К моему разочарованию, выяснилось, что он по специальности историк, т. е. спец во вненаучной дисциплине из тех, что имели интеллектуальную глубину школьного курса с поправкой на объем домашнего чтения, по мнению нас, физиков по специальности. Хуже того: Виттен прослушал всего один курс по физике. Судя по всему, физика, в которой он столь безнадежно меня обскакал, была для этого Эйнштейна не более чем досужим развлечением.

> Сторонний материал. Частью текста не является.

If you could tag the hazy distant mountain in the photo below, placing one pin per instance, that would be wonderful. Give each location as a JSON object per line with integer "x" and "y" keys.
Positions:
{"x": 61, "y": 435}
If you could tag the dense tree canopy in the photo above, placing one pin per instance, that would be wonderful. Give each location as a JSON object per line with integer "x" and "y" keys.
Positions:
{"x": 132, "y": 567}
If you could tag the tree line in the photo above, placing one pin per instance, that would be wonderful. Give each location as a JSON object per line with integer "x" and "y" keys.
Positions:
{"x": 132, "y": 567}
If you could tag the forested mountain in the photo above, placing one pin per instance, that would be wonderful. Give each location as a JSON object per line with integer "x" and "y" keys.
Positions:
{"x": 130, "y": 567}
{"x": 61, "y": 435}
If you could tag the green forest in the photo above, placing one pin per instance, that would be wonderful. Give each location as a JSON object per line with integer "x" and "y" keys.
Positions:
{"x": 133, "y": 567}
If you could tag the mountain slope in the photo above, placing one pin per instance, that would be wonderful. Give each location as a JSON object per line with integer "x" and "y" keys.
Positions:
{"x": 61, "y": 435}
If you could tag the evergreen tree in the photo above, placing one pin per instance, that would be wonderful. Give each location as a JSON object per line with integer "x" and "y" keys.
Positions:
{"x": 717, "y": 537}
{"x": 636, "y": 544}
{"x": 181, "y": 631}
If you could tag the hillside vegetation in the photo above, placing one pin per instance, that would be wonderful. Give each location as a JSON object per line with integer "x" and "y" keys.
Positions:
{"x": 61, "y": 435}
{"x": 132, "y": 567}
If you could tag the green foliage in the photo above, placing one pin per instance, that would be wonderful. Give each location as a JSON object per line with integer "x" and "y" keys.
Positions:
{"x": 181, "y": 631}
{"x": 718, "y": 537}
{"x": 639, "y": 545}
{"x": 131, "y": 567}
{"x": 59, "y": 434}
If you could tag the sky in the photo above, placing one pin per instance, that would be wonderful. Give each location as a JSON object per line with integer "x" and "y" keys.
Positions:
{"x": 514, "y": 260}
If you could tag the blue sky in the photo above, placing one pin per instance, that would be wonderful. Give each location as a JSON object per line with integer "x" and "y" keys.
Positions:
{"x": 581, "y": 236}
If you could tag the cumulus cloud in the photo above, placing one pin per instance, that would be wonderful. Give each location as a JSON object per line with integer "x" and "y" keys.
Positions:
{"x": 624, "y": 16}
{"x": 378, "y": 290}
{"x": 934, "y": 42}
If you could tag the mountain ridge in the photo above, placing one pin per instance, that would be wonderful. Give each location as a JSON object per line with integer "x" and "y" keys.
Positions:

Я с удовольствием выяснил, что Виттен работал на кампанию Макговерна[315] в 1972-м, а это значило, что, хоть и выраженный антиниксоновец, он явно недоразвит в части «осмысленного расходования собственного времени». Ну и к тому же, раз он весь из себя гений, отчего ж тогда Макговерн не выиграл? Хотя нет, Макговерн победил в Массачусетсе — но только там. Может, все из-за Виттена? Несколько лет назад я выяснил: не из-за него. Пенсионера Макговерна добыл один журналист, которому не терпелось узнать мнение сенатора об «умнейшем человеке в мире», и Макговерн сообщил, что Виттена он не помнит. Но потом согласился с определением, добавив, что «Виттену хватило ума поддержать Макговерна на выборах-72, а я обо всех сужу по этому критерию»[316].